As expected, it was a tough week at work. Ten out of fifteen people got the news on Monday that they will no longer be working for the organization. It’s not effective immediately – some are leaving at the end of the year, some in April next year, some in June – but it was still a tough day. TEN out of FIFTEEN. As you can probably gather from that, the entire company is being restructured and the Cologne office will eventually move to a different space. Everything will be centralized, those employees still left at the offices around the world will just execute orders coming from HQ in Holland and- well- it’s pretty depressing. Again, the people I work with are a great group. But news like this break even the most positive person’s spirit and I think everyone had exhausted their emotions by today.

Also, I had been given the task to organize a press trip to Amsterdam and it proved much more difficult than originally anticipated. All week I was worried I’d mess it up. I was facing a ton of responsibility and the producer (of the television crew going to Amsterdam) was extremely particular about everything, yet proved impossible to reach whenever I needed her to confirm things and- I learned a lot but it was stressful. It took up all of my time and I kept pushing everything else back until it was Friday and I still hadn’t finished the reporting (on Holland press coverage; think Excel sheets, stupid math, paperwork) for September.

So it was 5.30pm on a Friday and the other intern, Patricia, and I were still at the office working away. We usually leave around 5. By 6pm, the two senior colleagues who always stay longer than everyone else kicked us out. They were literally like, “Turn off the computers! Get out! WEEKEND! It’s sunny out there! Move!” – and locked the office behind us. Heh. So I didn’t get to finish the reporting. And Patricia was in fact just waiting for her boyfriend, who is Dutch, to make it into the city (traffic here is horrible, especially during rush hour on a Friday) from the Netherlands.
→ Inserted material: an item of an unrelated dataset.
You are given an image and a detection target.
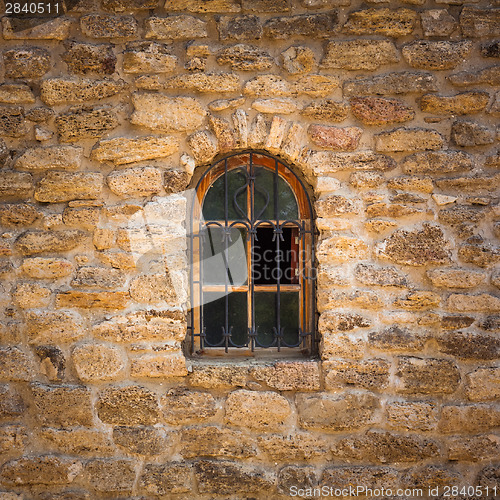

She had some time to kill and I had nothing better to do so we walked a block or two and settled for a nice, Mexican cocktail bar and enjoyed our cocktails at half-price since it was still early. When her boyfriend finally got there and they ordered dinner, I left, slightly tipsy.

– A big city never really feels more like a Big City than it does during rush hour, at the end of the week, when it’s already dark out. The neon lights, the smells out of bars and restaurants, the sea of tail lights as far as the eye can see, honking and shouting, buses and bicycles, masses of people – most still in their work clothes – in a hurry to get places, bright and blurry billboards, people spilling in and out of subways in a constant replay of the same old scene. It’s FANTASTIC.